Die Funktionale Grammatik ist ein Forschungsansatz, der sich mit dem Zusammenhang zwischen syntaktischer Struktur und kommunikativen Eigenschaften befasst. Ausgangspunkt ist die Annahme, dass es syntaktische Strukturen gibt, die nur dann erklärbar sind, wenn sie auf zugrunde liegende kommunikative Prinzipien zurückgeführt werden. Die Auffassung verbindet alle Vertreter der Funktionalen Grammatik. Dabei handelt es sich nicht um eine bestimmte linguistische Schule; vielmehr umfasst dieser Sammelbegriff verschiedene Ansätze, in denen versucht wird, formbezogene Analysen mit funktional-pragmatischen Aspekten zu verbinden. Hierzu zählen die niederländische, von Simon Dik begründete ‚Functional Grammar’, die eben diesen Namen trägt, die ‚Scenes-and-frames-Semantik’ von Charles Fillmore, der amerikanische Funktionalismus und die ‚Prager Schule’, die mit ihren Arbeiten in den 20er Jahren die funktionale Grammatik begründete. [...]

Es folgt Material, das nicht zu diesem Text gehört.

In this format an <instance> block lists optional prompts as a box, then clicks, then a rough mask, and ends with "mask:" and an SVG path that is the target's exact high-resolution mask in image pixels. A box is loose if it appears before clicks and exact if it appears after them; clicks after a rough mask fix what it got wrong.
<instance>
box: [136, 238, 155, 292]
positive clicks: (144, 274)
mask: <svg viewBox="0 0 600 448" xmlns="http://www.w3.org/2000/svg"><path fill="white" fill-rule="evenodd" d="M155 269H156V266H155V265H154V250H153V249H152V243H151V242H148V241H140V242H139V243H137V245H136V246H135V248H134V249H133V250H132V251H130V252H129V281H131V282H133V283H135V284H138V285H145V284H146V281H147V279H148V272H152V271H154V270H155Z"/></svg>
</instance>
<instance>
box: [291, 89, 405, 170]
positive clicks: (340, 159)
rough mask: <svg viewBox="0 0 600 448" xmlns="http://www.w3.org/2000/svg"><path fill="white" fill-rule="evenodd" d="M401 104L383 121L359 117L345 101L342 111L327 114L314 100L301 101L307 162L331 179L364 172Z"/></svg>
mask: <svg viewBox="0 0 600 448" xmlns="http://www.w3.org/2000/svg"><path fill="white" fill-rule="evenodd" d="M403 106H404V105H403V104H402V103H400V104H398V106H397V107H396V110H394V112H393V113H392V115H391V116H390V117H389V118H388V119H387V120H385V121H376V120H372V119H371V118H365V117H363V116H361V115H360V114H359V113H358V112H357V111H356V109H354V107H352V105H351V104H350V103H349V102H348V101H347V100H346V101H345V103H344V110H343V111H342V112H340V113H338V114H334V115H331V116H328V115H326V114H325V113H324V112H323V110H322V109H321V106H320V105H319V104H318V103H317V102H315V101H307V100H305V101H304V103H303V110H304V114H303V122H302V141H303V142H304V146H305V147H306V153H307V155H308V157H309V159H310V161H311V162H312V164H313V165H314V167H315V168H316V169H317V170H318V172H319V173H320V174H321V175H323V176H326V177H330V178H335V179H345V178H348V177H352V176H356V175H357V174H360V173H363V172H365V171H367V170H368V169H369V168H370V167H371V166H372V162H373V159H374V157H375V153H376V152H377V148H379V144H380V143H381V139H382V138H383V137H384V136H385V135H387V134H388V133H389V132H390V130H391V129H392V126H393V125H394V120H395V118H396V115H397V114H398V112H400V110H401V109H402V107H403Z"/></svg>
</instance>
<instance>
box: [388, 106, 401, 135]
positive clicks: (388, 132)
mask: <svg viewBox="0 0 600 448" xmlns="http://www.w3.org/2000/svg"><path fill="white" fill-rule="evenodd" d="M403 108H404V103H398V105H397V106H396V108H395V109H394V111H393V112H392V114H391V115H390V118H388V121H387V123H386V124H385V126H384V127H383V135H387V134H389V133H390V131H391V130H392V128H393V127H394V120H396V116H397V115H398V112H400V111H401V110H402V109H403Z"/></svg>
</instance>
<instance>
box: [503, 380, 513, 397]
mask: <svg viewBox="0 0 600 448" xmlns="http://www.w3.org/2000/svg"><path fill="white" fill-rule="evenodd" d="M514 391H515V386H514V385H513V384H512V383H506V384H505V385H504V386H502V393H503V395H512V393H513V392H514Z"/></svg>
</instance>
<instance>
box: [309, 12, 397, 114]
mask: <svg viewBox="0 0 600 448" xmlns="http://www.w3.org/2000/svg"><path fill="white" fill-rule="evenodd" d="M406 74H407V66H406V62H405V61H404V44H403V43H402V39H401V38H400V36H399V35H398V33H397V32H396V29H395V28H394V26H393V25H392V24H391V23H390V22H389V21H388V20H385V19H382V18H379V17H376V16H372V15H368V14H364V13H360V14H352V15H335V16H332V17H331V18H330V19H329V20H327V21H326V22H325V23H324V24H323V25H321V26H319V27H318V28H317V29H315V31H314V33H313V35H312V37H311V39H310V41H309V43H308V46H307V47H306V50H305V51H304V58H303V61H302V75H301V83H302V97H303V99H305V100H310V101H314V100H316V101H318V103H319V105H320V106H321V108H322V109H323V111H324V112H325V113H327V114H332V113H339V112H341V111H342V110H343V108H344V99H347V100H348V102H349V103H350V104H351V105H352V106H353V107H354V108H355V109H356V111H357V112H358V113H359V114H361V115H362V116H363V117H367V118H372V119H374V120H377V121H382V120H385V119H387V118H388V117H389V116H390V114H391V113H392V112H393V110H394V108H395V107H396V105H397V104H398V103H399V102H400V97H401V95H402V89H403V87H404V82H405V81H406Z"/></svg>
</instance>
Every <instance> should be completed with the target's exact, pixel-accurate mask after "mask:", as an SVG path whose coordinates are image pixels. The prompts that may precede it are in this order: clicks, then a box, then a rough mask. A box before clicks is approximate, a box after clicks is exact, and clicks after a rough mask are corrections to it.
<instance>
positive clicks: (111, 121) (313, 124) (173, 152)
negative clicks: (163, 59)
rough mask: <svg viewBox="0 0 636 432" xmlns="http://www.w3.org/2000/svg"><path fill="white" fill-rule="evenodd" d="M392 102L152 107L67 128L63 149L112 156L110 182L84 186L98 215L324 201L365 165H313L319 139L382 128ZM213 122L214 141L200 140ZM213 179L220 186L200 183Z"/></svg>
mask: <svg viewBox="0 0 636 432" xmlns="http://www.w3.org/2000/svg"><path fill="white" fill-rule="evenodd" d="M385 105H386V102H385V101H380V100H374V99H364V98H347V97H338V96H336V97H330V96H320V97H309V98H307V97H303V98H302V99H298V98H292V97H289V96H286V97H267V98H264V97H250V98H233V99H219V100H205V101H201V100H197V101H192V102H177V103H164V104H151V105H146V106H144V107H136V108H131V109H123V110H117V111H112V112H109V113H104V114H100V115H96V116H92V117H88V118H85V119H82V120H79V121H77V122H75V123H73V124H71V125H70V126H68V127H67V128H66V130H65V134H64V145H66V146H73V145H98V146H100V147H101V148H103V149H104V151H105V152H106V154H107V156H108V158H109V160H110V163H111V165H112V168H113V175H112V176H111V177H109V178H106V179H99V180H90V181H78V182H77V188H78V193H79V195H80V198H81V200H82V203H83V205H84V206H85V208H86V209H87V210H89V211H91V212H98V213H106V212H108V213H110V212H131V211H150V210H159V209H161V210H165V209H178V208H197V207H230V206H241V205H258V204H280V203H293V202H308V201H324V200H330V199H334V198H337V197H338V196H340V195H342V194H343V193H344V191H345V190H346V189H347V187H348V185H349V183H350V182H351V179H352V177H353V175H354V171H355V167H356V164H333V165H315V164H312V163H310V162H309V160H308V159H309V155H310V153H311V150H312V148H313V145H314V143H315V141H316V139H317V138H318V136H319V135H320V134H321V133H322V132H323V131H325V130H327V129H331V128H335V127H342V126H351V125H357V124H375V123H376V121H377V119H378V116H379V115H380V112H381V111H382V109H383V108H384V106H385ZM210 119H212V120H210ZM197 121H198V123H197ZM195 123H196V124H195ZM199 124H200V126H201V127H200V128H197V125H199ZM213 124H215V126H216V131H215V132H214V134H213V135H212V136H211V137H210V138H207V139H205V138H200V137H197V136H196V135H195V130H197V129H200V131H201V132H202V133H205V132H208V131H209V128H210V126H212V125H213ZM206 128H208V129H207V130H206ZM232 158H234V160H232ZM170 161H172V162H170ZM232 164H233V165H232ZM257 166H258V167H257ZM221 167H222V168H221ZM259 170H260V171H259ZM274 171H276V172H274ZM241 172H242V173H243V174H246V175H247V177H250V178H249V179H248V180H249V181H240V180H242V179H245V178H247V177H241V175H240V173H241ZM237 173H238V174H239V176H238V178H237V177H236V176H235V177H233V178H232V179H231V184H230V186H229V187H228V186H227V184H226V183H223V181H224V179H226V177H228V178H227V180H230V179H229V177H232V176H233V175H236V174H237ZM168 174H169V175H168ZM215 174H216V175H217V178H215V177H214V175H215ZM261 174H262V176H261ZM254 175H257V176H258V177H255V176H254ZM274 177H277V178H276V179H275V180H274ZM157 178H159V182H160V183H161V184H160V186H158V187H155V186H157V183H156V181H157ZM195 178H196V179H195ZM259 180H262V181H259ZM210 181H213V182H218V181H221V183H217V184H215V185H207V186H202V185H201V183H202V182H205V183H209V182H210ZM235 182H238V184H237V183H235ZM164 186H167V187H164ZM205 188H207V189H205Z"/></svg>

Gemeinsam haben alle funktional ausgerichteten Ansätze, dass versucht wird, die Akzeptabilität syntaktischer Strukturen aus dem Zusammenspiel von syntaktischen und nicht-syntaktischen Faktoren zu erklären. Die Funktionale Grammatik stellt sich gegen die von den generativen Grammatikern vertretenen Autonomiethese, die besagt, dass syntaktische Strukturen nur syntaktisch erklärbar seien.»

[Dürscheid, Christa: Syntax. Grundlagen und Theorien. Wiesbaden: VS Verlag für Sozialwissenschaften, 32005, § 9.1]

La lingüística funcional se puede caracterizar como la ciencia que se propone dar cuenta de la interacción entre la forma gramatical y la función semántica o pragmática.